Наталья Алексеевна села. Плечи у нее вздрагивали, как у малого дитя.
«Наталья, Наталья, — подумал Шелихов с нежностью, — трудную ты выбрала судьбу со мной, отправившись в путь дальний. Слыханное ли дело: баба и в ватагу пошла за мужем? Сидеть бы тебе в Иркутске в теплом доме, у окошечка, и дожидаться мужа. Ан нет — пошла вот. Что впереди нас ждет? Что на плечи твои слабые ляжет».
Зиму прожили, слава богу, неплохо, все живы остались. Землянки, сухие да теплые, выручили.
Галиоты перезимовали без порчи. Конечно, прошпаклевать надо было, просмолить, — дерево-то за зиму подсохло. Устюжане достали деревянные молотки, приготовились варить смолу. Ждали только погоды.
Дверь в землянку стукнула, вошел Самойлов. Армяк на плечах внакидку.
— Григорий Иванович, пошли. Наши моржа завалили.
Небо над островом звенело от птицы. Пропасть ее свалилось на остров по весне. Стаями летели гуси, утки, лебеди, чайки. В воздухе стоял несмолкаемый свист крыльев, гоготание, крики. Птица спешила за короткое северное лето свить гнезда, вывести потомство.
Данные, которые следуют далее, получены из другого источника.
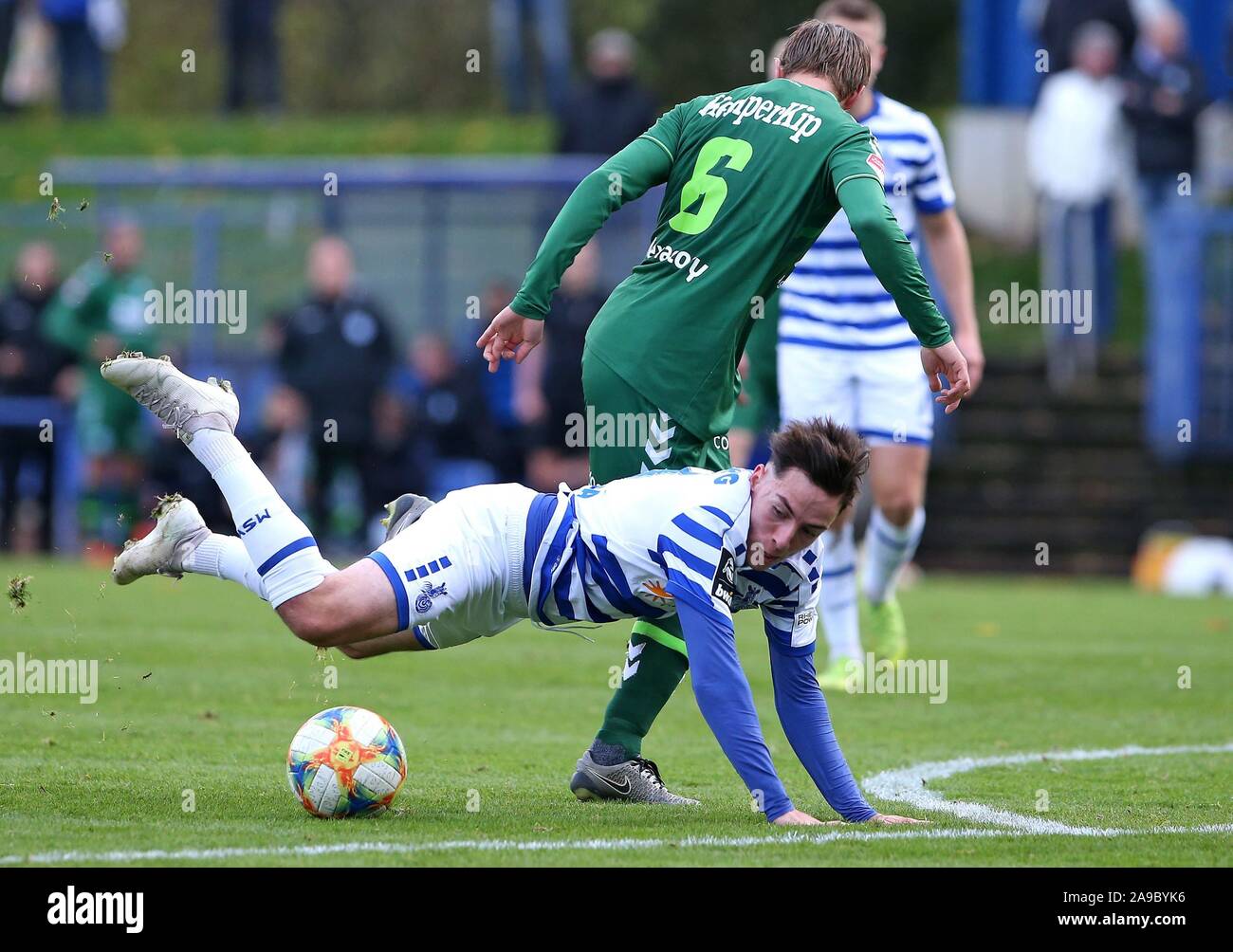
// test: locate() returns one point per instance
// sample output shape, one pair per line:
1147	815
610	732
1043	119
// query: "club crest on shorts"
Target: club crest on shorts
424	599
724	583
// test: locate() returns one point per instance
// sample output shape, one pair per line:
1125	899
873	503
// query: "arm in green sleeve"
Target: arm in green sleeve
892	259
628	174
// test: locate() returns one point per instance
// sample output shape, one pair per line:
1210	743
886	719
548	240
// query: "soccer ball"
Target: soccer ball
345	761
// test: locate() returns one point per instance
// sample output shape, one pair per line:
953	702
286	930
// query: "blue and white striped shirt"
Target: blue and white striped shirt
634	546
833	299
674	542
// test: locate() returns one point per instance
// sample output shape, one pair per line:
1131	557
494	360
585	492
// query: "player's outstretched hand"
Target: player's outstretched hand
797	817
948	361
509	337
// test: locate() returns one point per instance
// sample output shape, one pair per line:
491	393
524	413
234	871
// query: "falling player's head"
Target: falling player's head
814	475
864	19
829	52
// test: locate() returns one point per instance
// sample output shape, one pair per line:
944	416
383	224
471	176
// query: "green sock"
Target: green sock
653	671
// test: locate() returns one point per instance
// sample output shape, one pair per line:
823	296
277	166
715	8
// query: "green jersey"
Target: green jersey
752	177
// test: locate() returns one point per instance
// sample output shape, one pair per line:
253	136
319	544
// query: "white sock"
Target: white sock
837	598
225	557
888	548
278	542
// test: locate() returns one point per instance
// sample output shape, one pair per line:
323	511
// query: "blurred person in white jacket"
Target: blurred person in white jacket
1076	159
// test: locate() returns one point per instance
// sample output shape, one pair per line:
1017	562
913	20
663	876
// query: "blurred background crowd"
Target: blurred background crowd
1065	122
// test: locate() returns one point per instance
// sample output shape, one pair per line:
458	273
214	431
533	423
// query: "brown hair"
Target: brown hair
830	454
831	50
855	11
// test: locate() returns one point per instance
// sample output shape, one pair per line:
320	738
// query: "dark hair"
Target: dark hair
856	11
831	455
831	50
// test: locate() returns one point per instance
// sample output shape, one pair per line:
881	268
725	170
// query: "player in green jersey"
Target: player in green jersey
752	177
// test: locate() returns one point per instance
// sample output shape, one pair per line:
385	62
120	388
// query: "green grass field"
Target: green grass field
201	689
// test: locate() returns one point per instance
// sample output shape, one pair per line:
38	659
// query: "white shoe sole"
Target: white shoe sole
177	532
183	403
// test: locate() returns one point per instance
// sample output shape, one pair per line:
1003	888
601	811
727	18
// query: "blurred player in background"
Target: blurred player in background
29	366
99	311
845	349
752	177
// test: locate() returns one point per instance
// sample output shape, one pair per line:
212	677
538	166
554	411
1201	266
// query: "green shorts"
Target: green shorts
760	413
628	434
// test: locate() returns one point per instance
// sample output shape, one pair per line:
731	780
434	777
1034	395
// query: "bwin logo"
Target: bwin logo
251	522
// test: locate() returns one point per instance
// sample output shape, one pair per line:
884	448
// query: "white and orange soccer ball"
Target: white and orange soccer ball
345	761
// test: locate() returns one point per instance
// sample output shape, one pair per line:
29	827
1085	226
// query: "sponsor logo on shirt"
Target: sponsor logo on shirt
796	116
424	599
878	165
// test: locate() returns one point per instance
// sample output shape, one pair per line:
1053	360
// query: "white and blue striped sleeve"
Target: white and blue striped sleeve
699	558
932	192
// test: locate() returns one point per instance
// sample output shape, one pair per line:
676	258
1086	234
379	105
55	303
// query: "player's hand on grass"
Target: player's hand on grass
972	350
509	337
889	819
948	361
797	817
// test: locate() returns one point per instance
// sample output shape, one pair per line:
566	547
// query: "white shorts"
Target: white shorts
457	571
880	394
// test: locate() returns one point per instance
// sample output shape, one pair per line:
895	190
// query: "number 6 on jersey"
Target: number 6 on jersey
711	189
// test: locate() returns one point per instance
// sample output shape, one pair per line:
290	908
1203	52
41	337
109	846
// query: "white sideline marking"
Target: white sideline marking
377	846
901	784
904	786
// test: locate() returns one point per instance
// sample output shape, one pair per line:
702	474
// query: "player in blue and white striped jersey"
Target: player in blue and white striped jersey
846	350
693	542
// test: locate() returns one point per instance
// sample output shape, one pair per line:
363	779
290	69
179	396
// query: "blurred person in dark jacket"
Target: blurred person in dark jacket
547	386
31	365
1164	94
451	417
336	354
98	312
612	109
86	32
250	36
1058	23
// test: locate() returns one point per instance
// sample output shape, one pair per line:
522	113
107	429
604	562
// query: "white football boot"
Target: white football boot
177	532
183	403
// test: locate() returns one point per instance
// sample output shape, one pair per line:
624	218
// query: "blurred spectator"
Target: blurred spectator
336	354
395	464
1076	158
1164	95
451	417
99	312
29	366
1058	23
549	20
86	31
547	389
249	32
612	109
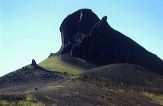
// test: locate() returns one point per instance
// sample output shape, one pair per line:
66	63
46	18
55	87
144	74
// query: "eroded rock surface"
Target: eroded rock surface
87	37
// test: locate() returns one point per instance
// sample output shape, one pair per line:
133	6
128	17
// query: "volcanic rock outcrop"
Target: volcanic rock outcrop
87	37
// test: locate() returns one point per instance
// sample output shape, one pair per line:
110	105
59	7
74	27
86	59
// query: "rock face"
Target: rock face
76	23
87	37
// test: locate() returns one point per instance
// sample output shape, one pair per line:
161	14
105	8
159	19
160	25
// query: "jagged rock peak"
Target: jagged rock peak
87	37
80	21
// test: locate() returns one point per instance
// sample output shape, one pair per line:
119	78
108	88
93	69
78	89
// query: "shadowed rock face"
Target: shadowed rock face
77	22
91	39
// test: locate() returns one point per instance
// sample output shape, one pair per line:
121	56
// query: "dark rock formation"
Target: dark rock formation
91	39
30	73
76	23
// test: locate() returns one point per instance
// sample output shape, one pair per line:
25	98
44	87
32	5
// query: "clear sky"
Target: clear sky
29	29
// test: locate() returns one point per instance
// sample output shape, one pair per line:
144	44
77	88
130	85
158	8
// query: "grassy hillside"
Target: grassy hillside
111	85
56	64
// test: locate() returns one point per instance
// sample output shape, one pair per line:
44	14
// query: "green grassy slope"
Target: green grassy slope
55	63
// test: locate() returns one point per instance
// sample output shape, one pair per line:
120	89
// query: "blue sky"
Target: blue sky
29	29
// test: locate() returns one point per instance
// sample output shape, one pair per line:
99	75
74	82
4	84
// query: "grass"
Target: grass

Морж, забитый ватажниками, огромной неподвижной тушей лежал на гальке, глаза его стеклянно были уставлены на слепящее солнце. Когда Шелихов с Самойловым подошли к охотникам, один из них уже распорол широким и острым ножом брюхо зверю, обнажил алое нутро. Руки охотника были залиты кровью, которая еще недавно играла в большом и сильном теле моржа.
На конце ножа охотник подал Шелихову кусок печени.
— Наипервейшее средство от любой болячки, — сказал он. — Ешь, пока теплая.
— Присоли, Григорий Иванович, — посоветовал Степан. Губы у него были в крови.
Шелихов приказал мясо засолить для похода и отыскать наилучшую питьевую воду.
Устюжане взялись за молотки, пошли к галиотам, Устин сказал:
— За неделю управимся, Григорий Иванович.
На берегу мужики мыли с песочком бочонки из-под солонины. Тухлятину выбрасывали на радость птице. Дрались чайки из-за кусков, под ноги людям бросались. Но на них никто не обращал внимания. Каждый чувствовал: скоро в поход.
«Почтенному господину капитану Олесову судна именуемого «Святой Михаил». Оставили сей остров Берингов 1784 года июня 16 числа. Назначаем на случай сборным местом Унолашку, один из островов, считающийся под именем Лисьей Гряды…»
Шелихов старательно выводил буквы. Письмо это в туеске берестяном, осмоленном, оставляли на острове, надеясь, что Олесов придет сюда на своем галиоте.
Дописав письмо, Шелихов взглянул на Измайлова. Тот глаза отвел. Не верил, что команда галиота «Святой Михаил» еще жива.
— Подпишись, — Шелихов протянул ему перо. — Так оно крепче будет.
Письмо сложили вчетверо. Устин стал заливать туесок смолою.
На вышке, по сибирскому обычаю, оставлен был съестной припас: мясо вяленое, мука, крупа, порох, дробь и ружье.
Свежий весенний ветер гулял над островом. Через час на галиотах поставили паруса и корабли вышли в море. С «Трех святителей» ударили из пушки. Клубом белым взметнулся пороховой дым. Его подхватило ветром, понесло над морем. Пушка ударила во второй раз и в третий… Пальба сорвала с острова бесчисленные стаи птиц, с криком и гоготом поднялись они в небо. Закружили вокруг кораблей, провожая их в поход.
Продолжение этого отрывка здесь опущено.